Author : Andrew Shail
Publisher : Palgrave Macmillan
Page : 312 pages
File Size : 30,50 MB
Release : 2005-12-10
Category : Social Science
ISBN : 9781403939357
Ranging from Aristotle to twentieth-century gynecology, contributions to this volume trace the semiotics of menstruation from magical act to evolutionary deficiency. The result is the first comprehensive historical study of how menstruation has been understood within various cultural traditions, with reference to political and social institutions, and medical and religious practices. Includes a guide for scholars on bibliographical and archival sources for the study of menstruation.
Author : Frank Huisman
Publisher : JHU Press
Page : 524 pages
File Size : 38,76 MB
Release : 2006-10-31
Category : History
ISBN : 9780801885488
"With diverse constitutions, a multiplicity of approaches, styles, and aims is both expected and desired.
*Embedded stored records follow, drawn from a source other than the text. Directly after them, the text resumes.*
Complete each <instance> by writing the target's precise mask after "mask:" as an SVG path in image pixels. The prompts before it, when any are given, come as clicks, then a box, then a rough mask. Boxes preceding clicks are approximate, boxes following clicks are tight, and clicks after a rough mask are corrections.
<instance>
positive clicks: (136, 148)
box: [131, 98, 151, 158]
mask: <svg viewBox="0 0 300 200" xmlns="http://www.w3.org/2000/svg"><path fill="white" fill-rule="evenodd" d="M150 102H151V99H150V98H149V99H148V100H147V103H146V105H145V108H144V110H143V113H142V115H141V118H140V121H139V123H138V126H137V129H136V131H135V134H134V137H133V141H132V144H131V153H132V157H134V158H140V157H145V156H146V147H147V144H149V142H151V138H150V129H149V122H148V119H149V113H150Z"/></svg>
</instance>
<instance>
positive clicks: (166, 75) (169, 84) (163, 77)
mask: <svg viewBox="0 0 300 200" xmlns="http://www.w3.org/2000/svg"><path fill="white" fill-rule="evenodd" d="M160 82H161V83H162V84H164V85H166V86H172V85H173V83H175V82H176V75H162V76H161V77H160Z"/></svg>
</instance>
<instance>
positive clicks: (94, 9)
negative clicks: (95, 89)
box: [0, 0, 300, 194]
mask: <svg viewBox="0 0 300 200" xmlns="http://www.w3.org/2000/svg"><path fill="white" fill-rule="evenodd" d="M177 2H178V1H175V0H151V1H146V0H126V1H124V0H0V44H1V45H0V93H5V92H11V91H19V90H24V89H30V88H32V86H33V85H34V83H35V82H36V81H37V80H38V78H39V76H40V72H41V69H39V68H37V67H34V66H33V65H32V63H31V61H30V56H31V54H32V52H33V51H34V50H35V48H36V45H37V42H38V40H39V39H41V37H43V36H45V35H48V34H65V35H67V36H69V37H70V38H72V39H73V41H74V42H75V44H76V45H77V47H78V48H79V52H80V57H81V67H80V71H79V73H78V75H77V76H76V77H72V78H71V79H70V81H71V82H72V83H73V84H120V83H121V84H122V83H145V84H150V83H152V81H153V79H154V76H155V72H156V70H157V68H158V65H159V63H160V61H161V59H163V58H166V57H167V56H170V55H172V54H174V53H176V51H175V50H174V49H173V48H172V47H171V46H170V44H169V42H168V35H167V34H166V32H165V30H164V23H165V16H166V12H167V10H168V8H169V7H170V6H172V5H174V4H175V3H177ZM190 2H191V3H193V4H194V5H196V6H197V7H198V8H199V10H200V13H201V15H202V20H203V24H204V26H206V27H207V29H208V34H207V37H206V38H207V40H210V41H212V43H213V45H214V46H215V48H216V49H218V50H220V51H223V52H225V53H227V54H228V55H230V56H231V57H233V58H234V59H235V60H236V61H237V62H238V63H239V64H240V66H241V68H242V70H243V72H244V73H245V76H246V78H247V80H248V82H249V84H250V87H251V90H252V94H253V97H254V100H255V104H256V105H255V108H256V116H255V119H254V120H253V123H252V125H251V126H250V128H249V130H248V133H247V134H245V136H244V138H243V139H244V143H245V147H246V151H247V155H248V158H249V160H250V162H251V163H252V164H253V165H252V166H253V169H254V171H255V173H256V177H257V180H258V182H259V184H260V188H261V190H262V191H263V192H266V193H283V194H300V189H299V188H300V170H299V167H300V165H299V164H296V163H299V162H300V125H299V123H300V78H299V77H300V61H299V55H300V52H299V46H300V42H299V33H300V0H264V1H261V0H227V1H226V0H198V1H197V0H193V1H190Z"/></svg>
This volume locates medical history within itself and within larger historiographic trends, providing a springboard for discussions about what the history of medicine should be, and what aims it should serve."--Jacket
Author : Rod Edmond
Publisher : Cambridge University Press
Page : 3 pages
File Size : 18,47 MB
Release : 2006-11-30
Category : History
ISBN : 1139462873
An innovative, interdisciplinary study of why leprosy, a disease with a very low level of infection, has repeatedly provoked revulsion and fear. Rod Edmond explores, in particular, how these reactions were refashioned in the modern colonial period. Beginning as a medical history, the book broadens into an examination of how Britain and its colonies responded to the believed spread of leprosy. Across the empire this involved isolating victims of the disease in 'colonies', often on offshore islands. Discussion of the segregation of lepers is then extended to analogous examples of this practice, which, it is argued, has been an essential part of the repertoire of colonialism in the modern period. The book also examines literary representations of leprosy in Romantic, Victorian and twentieth-century writing, and concludes with a discussion of traveller-writers such as R. L. Stevenson and Graham Greene who described and fictionalised their experience of staying in a leper colony.